Last Updated Sep 29, 2016 at 10:56 am MDT

The new TOTAL Aboriginal Interpretive Trail at MacIsland. Jenna Hamilton/ REPORTER

The TOTAL Aboriginal Interpretive Trail down at MacDonald Island is officially open.

The trail, which runs between C.A. Knight Way and the Athabasca and Clearwater rivers is lined with seven public art installations, that have been inspired by the Aboriginal Teachings that represent the spiritual principles and fundamental connection of the Indigenous people and mother earth.

The teachings that were selected for the project are: Honesty, love, humility, courage, truth, wisdom and respect.

“The seven sacred teachings are what I hold within my studio, values that I hold in my paintings. That’s the reason why I decided to participate in this amazing art project.

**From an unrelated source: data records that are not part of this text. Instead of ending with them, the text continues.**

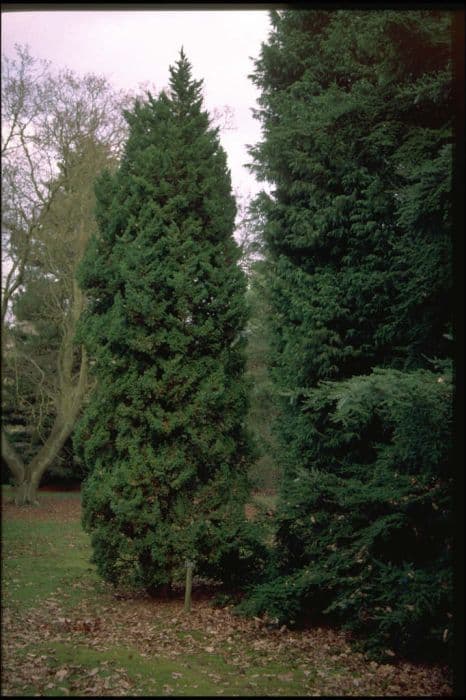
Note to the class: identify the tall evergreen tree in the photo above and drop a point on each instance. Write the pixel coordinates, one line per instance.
(163, 436)
(356, 113)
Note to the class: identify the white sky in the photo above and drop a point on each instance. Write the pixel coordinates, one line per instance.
(133, 47)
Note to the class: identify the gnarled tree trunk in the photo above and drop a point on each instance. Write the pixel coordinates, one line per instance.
(28, 476)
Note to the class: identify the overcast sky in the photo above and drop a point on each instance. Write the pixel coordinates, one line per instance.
(132, 47)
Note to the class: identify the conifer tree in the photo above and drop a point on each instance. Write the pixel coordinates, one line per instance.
(356, 113)
(163, 436)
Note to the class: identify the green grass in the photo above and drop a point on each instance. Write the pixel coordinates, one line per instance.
(58, 554)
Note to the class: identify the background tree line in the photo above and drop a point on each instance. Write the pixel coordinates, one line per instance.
(350, 307)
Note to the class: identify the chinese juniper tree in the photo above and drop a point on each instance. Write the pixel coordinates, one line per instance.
(356, 111)
(58, 132)
(163, 436)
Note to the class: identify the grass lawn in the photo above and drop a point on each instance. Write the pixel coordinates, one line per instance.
(65, 632)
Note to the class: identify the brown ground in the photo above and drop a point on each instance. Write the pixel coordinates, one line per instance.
(130, 621)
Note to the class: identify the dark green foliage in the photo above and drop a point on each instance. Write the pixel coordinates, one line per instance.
(263, 401)
(356, 110)
(163, 435)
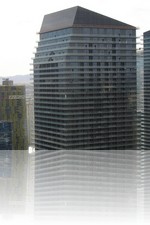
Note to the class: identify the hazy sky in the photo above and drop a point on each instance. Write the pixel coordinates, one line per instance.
(21, 20)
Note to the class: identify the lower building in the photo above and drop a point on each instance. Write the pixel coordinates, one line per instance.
(5, 135)
(86, 183)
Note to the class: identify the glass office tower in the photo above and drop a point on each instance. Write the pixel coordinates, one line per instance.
(146, 129)
(85, 82)
(146, 133)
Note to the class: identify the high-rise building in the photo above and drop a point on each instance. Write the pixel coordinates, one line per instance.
(145, 183)
(145, 134)
(85, 82)
(146, 117)
(13, 109)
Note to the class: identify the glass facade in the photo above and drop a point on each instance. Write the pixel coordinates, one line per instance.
(146, 129)
(85, 88)
(85, 116)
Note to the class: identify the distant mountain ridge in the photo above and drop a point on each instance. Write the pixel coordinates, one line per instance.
(18, 79)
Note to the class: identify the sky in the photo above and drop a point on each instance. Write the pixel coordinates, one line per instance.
(20, 22)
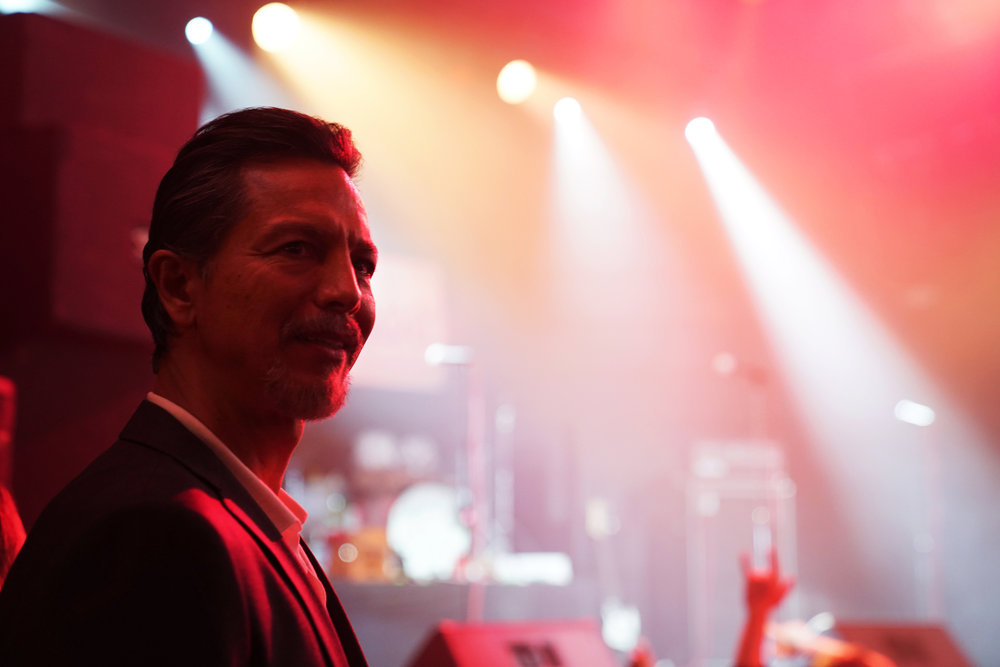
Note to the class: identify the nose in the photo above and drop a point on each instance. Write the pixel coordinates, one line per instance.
(338, 288)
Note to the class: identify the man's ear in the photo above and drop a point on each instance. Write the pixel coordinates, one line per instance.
(176, 280)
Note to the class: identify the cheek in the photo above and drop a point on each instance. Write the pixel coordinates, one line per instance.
(366, 316)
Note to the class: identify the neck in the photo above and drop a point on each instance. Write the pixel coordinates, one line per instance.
(263, 440)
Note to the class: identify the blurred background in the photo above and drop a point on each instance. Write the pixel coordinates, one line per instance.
(615, 347)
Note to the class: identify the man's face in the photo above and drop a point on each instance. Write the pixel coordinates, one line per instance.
(286, 303)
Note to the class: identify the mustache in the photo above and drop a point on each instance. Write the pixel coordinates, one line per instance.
(330, 329)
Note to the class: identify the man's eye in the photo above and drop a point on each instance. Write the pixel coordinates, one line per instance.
(295, 249)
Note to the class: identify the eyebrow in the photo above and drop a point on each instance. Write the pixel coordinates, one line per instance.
(285, 227)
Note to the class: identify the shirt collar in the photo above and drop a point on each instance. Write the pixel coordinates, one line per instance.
(283, 511)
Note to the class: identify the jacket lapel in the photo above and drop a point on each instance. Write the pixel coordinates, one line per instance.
(152, 426)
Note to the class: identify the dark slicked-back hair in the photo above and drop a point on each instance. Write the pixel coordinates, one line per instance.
(202, 196)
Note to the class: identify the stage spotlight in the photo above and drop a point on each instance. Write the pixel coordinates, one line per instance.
(516, 81)
(567, 109)
(914, 413)
(699, 129)
(275, 26)
(19, 6)
(198, 30)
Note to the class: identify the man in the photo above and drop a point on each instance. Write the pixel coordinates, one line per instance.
(178, 546)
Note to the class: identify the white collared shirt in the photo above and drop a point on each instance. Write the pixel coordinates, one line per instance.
(283, 511)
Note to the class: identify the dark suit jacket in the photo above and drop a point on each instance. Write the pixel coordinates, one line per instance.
(157, 555)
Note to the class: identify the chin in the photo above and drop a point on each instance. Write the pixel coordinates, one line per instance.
(310, 401)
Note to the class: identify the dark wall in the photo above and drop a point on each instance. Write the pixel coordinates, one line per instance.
(88, 123)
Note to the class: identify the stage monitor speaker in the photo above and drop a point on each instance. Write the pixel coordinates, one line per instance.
(561, 643)
(906, 644)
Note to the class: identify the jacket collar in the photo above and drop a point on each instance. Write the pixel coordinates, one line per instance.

The value that I narrowed in on is courage, sky spirit courage of mother bear,” said one of the artist, part of the Sacred Teachings Project, Heather Shillinglaw.

Three of the art pieces placed on this trail were created by Aboriginal artists from the Wood Buffalo region and the remaining four are from artist throughout Western Canada.

Many community members spoke of the significance this trail has, not only to the history of the Aboriginal People and the land but what it means to our community.

“Today we are celebrating an incredible part of Wood Buffalo, the importance I think of recognizing not only the art that is part of this trail and the history that is here before us, but the ability to come together as one community,” said Mayor Melissa Blake.

There are also 28 red foxes that line the interpretive trail, that were hand painted by local artist and students from the region.

The Miquwahkesis project was created to celebrate the red fox, which has become one of the best known animal residents of MacDonald Island Park.

One of the 28 foxes that line the interpretive trail, as part of the Miquwahkesis Project.
One of the 28 foxes that line the interpretive trail, as part of the Miquwahkesis Project.